After chapter six, you may prefer some other shuffling of the chapters (I’d probably go something like 1-7, 9, 13, 11 as ‘musts’ for Common Core Algebra 2 … then use any remaining time on 10 {even though I don’t care much for conics for some reason}, 8, 12, 14 (harder trigonometry is definitely more ‘Pre-Calculus’ than ‘Algebra 2’ at that point in my opinion) in that order, but I would love to have this book as I’m currently book-less. I basically refuse to use our Algebra 2 book; it’s a ‘classic edition’ that was adopted like 7 years ago and was already old then – a teacher who was new to the district got to pick and chose what they knew they liked and then left two years later. He wanted ‘no tree frogs’ (his version of dogs in bandannas) but left us with a book that was completely visually unappealing (no color in the book except grayscale and lesson objectives in blue text) to use with students who are digital natives.

Every chapter title is a reference to the underlying theme of sets, structures, relationships, and functions in my opinion.
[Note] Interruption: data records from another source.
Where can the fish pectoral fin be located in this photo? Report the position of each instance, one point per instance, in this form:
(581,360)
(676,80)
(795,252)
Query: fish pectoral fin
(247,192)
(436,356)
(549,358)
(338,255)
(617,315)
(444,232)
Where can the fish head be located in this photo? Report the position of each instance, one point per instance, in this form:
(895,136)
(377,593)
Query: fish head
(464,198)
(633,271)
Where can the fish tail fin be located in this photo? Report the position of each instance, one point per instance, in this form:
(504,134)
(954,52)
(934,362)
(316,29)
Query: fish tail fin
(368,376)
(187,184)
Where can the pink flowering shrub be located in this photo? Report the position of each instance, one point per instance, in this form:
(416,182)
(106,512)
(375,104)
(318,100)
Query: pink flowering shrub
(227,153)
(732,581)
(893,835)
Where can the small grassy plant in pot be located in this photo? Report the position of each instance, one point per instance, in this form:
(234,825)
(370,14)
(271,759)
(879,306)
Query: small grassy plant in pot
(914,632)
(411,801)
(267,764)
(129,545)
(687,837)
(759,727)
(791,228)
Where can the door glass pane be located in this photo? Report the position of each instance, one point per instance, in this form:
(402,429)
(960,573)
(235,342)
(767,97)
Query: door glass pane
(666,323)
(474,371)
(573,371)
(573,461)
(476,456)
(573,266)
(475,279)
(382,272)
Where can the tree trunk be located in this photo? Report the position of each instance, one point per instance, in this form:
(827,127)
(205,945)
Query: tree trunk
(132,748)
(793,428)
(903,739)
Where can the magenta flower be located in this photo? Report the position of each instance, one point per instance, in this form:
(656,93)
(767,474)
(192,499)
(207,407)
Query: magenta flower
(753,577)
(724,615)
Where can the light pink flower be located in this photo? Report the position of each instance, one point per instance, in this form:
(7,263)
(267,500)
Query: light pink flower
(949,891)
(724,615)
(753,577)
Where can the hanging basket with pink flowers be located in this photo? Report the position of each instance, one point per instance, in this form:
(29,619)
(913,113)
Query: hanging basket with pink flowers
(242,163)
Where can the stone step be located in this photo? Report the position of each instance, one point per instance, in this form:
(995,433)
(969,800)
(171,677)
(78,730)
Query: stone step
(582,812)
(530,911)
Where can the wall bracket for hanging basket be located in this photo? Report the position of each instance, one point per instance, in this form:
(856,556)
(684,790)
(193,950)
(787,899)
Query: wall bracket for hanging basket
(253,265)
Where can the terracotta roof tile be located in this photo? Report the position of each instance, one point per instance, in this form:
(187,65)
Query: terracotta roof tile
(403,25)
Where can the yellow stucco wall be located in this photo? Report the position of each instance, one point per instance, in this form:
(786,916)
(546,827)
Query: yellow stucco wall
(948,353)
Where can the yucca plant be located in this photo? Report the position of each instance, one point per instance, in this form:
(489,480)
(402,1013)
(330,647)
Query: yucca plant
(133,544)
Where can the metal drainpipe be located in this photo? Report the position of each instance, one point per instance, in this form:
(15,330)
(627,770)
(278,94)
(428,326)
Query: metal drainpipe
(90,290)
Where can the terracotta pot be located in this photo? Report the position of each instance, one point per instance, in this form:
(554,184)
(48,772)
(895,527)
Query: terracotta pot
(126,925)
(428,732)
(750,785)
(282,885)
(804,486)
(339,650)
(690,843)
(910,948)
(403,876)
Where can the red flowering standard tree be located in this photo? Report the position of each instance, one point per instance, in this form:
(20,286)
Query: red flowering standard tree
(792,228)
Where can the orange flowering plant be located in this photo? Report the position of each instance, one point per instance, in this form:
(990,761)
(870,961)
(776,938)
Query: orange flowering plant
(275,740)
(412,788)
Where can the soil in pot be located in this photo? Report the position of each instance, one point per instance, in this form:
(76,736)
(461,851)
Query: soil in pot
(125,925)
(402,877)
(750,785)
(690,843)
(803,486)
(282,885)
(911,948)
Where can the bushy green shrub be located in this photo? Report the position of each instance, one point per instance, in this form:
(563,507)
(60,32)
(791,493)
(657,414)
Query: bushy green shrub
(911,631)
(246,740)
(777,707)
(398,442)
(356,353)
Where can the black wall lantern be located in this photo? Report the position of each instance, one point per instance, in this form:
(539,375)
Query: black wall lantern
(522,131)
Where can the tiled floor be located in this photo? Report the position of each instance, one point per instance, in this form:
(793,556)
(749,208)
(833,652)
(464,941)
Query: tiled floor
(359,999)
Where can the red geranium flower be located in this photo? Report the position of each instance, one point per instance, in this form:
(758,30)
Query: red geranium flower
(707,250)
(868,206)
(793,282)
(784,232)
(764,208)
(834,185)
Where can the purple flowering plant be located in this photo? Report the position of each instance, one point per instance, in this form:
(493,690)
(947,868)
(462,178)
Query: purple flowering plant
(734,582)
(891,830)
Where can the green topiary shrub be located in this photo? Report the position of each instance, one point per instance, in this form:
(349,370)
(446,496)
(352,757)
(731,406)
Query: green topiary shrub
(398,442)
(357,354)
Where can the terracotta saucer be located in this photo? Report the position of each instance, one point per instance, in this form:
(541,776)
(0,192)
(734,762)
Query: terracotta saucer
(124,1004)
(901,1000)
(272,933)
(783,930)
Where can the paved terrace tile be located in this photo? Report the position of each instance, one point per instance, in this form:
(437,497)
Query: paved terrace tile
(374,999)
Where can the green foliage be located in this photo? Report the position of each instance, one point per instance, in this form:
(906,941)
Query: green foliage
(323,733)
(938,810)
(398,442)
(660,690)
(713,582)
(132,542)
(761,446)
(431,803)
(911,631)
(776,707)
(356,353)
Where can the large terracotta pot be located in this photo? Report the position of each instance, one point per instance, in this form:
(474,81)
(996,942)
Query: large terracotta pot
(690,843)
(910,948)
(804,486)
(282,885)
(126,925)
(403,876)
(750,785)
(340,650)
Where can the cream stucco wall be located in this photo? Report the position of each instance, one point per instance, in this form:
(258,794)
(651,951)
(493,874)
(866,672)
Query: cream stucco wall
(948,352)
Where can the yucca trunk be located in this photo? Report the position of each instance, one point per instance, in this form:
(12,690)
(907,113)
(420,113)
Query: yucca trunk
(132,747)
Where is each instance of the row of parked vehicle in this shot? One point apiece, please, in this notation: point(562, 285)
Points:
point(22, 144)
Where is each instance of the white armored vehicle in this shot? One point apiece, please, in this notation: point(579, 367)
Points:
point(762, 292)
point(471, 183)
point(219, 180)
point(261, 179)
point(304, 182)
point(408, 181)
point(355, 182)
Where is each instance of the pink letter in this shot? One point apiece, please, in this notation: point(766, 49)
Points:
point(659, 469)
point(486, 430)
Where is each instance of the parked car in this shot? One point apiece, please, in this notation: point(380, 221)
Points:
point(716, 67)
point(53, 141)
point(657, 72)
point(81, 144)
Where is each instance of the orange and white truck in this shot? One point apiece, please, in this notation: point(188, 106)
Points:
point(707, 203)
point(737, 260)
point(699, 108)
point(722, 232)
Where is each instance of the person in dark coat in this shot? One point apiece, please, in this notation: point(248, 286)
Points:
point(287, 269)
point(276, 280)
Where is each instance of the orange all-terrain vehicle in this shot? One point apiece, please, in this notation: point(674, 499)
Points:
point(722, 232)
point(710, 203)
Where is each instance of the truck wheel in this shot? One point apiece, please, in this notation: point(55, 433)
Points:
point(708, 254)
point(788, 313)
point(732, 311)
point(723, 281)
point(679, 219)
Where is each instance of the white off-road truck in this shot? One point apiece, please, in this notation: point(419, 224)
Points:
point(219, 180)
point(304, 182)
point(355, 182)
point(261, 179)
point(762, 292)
Maybe I’m cheating and just being too broad with my unifying or fundamental ideas though. Obvious and not-as-obvious explanations (by the way, obvious is an extremely dangerous word in mathematics – I personally detest it almost as much as variations upon “the proof is left as an exercise for the reader” – thanks scumbag mathematics PhD):

• Chapter 1: the “algebra 1” they’ve probably forgotten – emphasize solution sets
• Chapter 2-8, 10, 13: basically have graph or function in the title … I’m only worrying about a lot of the conic section stuff because I’m theoretically legally obligated to include it in Algebra 2 – I really don’t feel like I ever really learned about ellipses and hyperbolas as the high school teachers never got to it and the college professors assumed I knew it (sad as it might be to admit that). I can complete the square but don’t know all the forms and focus business by heart.
• Chapter 9: A sequence is a function from the natural numbers to the terms of the sequence (in case you’ve forgotten)
• Chapter 11: Probability is a function of a random variable (the notation P(event) made so much more sense after I started teaching this stuff), and statistics is concerned with sets of data.
• Chapter 12: Matrices and vectors are probably the easiest algebraic structure for students to consider besides the real numbers (or subsets of the real numbers)
• Chapter 13: Trigonometric relationships abound … this is the chapter I personally would always run out of time before ever getting to in Algebra 2; too easy to put off until Pre-Calculus.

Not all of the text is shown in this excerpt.